A cidade respirava em luzes e sons — carros, passos, chuva a cair no vidro.
Ela observava o reflexo no espelho do bar: o copo meio vazio, o batom marcado, o olhar que parecia procurar algo que não tinha nome.
Ele chegou sem anunciar.
O casaco molhado, o ar tranquilo de quem não tem pressa.
Não trocaram palavras de início.

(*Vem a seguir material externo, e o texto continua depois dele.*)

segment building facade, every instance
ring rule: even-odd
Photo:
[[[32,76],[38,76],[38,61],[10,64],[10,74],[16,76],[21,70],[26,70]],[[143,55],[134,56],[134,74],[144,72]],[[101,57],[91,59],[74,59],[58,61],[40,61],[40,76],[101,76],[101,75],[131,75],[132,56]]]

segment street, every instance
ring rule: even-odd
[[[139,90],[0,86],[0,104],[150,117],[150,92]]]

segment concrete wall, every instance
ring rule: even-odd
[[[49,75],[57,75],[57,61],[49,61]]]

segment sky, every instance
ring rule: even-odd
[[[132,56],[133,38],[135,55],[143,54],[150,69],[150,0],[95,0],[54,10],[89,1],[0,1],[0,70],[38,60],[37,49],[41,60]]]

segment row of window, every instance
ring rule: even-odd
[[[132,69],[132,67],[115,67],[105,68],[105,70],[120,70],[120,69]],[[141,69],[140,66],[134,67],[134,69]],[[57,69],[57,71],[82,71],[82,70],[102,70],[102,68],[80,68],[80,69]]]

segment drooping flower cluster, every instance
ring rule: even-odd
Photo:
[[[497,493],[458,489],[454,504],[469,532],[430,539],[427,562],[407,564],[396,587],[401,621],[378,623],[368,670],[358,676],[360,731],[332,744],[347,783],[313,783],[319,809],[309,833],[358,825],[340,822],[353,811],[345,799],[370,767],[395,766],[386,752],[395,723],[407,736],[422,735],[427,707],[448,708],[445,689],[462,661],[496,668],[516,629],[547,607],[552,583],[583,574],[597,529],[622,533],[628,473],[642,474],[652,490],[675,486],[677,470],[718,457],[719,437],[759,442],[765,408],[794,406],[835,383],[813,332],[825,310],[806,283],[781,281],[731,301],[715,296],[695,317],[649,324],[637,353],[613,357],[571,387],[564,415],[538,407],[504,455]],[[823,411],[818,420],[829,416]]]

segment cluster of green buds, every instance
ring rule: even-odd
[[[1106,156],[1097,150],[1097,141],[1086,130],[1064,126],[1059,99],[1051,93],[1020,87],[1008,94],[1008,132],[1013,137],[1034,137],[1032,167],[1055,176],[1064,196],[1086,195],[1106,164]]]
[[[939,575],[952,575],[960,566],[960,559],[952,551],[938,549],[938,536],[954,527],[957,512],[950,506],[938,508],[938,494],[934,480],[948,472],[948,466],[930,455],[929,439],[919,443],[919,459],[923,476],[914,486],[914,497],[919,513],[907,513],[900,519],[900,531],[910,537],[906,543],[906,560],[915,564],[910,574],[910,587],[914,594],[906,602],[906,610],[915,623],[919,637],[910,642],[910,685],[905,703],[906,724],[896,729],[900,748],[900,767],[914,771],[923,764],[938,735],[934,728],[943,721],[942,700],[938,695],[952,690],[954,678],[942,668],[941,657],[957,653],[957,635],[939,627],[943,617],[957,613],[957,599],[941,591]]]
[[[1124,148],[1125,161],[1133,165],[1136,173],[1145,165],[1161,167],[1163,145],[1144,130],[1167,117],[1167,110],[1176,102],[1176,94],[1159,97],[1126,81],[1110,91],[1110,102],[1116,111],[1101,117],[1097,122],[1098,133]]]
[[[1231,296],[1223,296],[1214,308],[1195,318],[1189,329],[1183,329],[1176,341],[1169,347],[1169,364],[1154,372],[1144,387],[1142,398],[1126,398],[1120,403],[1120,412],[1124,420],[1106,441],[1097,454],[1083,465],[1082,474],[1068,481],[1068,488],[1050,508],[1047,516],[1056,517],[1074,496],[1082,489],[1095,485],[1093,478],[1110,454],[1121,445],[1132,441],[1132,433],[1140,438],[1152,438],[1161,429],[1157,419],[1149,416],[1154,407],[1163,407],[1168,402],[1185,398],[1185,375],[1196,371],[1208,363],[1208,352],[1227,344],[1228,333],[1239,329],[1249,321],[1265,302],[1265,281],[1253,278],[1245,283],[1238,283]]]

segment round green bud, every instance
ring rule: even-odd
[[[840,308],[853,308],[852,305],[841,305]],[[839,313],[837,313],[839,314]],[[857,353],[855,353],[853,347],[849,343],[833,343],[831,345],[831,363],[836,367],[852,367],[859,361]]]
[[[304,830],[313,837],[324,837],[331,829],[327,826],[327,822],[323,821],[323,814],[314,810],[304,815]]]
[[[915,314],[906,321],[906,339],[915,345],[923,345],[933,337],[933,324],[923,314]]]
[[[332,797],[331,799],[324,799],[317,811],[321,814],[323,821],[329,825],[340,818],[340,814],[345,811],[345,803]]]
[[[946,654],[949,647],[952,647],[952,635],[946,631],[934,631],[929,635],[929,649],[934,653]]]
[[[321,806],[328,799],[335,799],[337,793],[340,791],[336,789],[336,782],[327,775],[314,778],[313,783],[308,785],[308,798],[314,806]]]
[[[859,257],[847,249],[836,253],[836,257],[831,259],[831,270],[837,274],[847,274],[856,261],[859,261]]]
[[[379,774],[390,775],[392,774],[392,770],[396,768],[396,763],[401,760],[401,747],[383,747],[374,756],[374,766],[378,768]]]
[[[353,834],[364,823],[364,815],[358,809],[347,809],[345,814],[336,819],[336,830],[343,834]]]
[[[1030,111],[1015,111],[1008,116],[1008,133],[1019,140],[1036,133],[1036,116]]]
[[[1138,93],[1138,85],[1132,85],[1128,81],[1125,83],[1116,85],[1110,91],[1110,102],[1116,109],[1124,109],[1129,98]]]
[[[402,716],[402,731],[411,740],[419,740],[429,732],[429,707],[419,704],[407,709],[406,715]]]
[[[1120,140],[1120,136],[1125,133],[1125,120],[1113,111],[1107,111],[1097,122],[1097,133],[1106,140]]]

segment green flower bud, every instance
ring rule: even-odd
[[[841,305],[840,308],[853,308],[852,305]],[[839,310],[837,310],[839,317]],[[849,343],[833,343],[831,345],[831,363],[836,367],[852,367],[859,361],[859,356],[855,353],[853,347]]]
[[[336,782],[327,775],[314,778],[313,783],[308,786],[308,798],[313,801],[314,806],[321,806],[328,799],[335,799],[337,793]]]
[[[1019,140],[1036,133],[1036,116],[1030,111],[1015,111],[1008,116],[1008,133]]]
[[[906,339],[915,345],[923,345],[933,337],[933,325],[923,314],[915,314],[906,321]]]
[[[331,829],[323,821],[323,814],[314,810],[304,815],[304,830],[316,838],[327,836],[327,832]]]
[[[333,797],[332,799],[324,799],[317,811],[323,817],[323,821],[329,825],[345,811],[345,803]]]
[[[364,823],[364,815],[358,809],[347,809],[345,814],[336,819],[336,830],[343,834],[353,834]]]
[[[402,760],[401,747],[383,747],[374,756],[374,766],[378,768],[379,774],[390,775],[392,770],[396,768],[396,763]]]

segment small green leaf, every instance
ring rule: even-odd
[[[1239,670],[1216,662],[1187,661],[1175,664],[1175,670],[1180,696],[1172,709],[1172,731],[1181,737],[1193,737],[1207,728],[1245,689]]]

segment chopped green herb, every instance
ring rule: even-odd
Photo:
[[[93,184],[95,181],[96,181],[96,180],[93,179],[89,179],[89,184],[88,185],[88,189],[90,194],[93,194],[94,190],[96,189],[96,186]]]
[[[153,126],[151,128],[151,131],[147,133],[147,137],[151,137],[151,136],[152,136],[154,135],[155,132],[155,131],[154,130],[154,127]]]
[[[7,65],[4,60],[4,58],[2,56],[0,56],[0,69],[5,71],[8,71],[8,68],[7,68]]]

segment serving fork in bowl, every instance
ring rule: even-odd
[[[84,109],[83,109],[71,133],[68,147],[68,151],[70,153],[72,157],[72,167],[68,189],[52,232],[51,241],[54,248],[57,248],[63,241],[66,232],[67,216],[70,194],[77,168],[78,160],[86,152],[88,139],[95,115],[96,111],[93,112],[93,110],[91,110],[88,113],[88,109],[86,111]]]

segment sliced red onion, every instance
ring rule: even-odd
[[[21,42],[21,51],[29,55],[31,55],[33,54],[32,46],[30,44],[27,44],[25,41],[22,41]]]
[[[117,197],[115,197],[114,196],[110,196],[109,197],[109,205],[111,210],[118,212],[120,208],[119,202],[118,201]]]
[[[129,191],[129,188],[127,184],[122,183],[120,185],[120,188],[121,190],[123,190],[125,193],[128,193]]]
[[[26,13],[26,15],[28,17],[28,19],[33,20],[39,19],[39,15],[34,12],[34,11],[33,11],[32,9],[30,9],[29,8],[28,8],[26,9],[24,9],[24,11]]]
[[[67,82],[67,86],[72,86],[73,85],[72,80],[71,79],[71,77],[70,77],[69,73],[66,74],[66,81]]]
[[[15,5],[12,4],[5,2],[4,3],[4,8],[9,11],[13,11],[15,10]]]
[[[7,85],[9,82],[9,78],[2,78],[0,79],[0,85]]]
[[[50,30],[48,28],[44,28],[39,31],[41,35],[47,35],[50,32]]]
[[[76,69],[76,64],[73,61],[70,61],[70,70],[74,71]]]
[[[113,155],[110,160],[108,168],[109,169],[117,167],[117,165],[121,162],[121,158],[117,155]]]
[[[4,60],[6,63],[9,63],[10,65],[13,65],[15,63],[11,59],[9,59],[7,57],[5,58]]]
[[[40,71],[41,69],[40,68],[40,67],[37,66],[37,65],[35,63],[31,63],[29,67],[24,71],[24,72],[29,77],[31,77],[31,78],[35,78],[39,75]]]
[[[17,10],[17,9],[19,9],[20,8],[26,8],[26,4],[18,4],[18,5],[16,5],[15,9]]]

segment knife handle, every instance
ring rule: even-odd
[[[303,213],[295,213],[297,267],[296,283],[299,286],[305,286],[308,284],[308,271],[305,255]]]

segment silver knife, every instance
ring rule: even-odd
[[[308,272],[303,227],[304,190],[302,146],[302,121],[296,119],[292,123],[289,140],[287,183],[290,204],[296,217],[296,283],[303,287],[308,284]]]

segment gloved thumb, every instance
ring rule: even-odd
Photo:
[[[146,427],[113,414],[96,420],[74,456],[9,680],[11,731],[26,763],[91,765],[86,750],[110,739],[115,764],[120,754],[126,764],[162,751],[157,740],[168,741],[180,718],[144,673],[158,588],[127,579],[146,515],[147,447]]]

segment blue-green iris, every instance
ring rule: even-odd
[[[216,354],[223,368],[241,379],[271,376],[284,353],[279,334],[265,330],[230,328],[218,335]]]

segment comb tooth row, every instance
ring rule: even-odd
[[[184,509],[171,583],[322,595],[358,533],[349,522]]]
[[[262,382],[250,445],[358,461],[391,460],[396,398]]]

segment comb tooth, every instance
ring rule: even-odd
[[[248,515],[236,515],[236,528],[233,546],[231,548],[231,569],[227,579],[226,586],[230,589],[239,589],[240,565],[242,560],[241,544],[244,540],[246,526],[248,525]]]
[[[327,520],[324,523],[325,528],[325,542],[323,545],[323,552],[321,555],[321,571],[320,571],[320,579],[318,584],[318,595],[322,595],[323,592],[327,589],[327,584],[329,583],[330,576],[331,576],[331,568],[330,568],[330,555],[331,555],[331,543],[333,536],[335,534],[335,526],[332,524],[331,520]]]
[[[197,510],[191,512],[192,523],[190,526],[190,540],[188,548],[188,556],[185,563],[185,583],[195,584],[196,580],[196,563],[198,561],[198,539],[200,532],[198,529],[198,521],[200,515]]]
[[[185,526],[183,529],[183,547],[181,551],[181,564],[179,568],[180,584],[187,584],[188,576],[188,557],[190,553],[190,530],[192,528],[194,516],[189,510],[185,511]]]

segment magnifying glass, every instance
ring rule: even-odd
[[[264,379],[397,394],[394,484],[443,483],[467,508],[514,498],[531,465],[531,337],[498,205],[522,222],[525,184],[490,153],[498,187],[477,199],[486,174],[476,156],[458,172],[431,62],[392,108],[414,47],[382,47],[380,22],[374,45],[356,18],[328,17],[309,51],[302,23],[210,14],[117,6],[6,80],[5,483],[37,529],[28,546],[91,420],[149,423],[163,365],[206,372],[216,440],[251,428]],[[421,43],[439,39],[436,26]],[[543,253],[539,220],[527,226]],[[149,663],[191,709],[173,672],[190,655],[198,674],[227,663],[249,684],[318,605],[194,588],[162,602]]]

Só um olhar — longo o suficiente para dizer tudo o que a boca não diria.
A conversa começou leve, mas o silêncio entre as frases era o que mais falava.
Havia qualquer coisa no ar — o tipo de energia que faz o tempo abrandar e o ar parecer mais denso.
Ela mexia o copo, ele observava.
A distância entre os dois era pequena, mas a tensão cabia inteira naquele espaço.
Nenhum gesto era óbvio, mas cada movimento parecia calculado — como se ambos soubessem que o que estava a acontecer era inevitável.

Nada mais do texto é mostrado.